The nature of the injury was a surprise to all who dealt with the situation. The ball bounced in such a way that it hit his neck damaging the very sensitive vertebral artery. This is one of the major arteries supplying blood to the brain. That, coupled with the force of the injury (causing swelling and preventing the neurons of the brain from getting the vital nutrients we need) lead to a situation which was almost impossible for even the most advanced trauma units in the world to deal with.
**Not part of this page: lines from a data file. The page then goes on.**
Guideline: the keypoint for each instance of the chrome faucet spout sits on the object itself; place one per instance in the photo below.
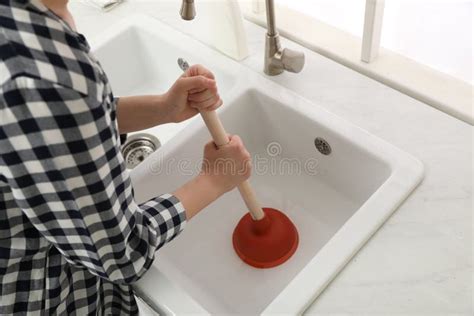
(278, 59)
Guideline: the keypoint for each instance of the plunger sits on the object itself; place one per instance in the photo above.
(264, 237)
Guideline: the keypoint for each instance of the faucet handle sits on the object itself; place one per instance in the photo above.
(292, 60)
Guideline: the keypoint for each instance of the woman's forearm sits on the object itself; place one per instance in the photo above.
(141, 112)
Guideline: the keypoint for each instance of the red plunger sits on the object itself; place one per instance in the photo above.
(263, 238)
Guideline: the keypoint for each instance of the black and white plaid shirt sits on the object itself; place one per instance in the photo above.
(72, 239)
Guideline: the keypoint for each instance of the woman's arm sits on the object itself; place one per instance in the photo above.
(194, 91)
(141, 112)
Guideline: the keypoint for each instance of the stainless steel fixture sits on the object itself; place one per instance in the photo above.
(188, 12)
(278, 59)
(322, 146)
(138, 147)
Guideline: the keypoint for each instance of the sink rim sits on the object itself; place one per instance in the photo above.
(406, 174)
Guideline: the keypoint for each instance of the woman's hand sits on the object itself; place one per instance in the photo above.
(223, 169)
(194, 91)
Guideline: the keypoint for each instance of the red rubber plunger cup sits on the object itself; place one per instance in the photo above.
(267, 242)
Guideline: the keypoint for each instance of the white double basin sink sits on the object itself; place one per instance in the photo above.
(337, 201)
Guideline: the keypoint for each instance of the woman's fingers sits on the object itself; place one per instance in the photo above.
(208, 105)
(196, 83)
(202, 96)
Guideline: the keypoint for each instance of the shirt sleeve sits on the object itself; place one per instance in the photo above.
(60, 154)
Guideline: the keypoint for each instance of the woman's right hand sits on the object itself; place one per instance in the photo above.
(226, 166)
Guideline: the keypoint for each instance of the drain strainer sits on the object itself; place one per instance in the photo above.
(138, 147)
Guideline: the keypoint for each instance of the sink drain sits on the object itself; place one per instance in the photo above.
(322, 146)
(138, 147)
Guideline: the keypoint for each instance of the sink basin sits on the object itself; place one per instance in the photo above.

Immediately after the injury, Hughes was taken to a trauma centre and surgery was done to decompress the skull. The skull is a bony closed compartment. When the brain swells, the skull doesn’t really give way which leads to the development of very high pressure inside the skull. That high intracranial pressure directly injures the neurons of the brain and at the same time prevents the heart from pumping blood to the brain to keep the rest of the brain alive.

Hughes was put into a medically induced coma to slow the metabolic processes in the brain. This is, sort of, a last-ditch effort in most head injuries to try and slow the development of the swelling and allow the medical care team more time to let the drugs that control swelling work.

It works sometimes. In this case, it didn’t. Phillip Hughes passed away on November 27th. His death is a tragedy but hopefully a tragedy we all can learn from. Phillip Hughes will be remembered as a good man and an excellent sportsman. Hopefully the public health systems of both the developed and developing worlds will take notice of the precariousness of such injuries, and work on a war footing to increase the response times of EMS systems. Training and investment in infrastructure, to deal with such injuries, is actually a savings as injuries like this cost the society a great deal more in terms of lost lives and economic hardship for the families and communities involved.

This incident shed light on a disturbing truth that freak accidents can happen to anyone. It is the duty and responsibility of the citizenry to demand and work towards better EMS management in our communities.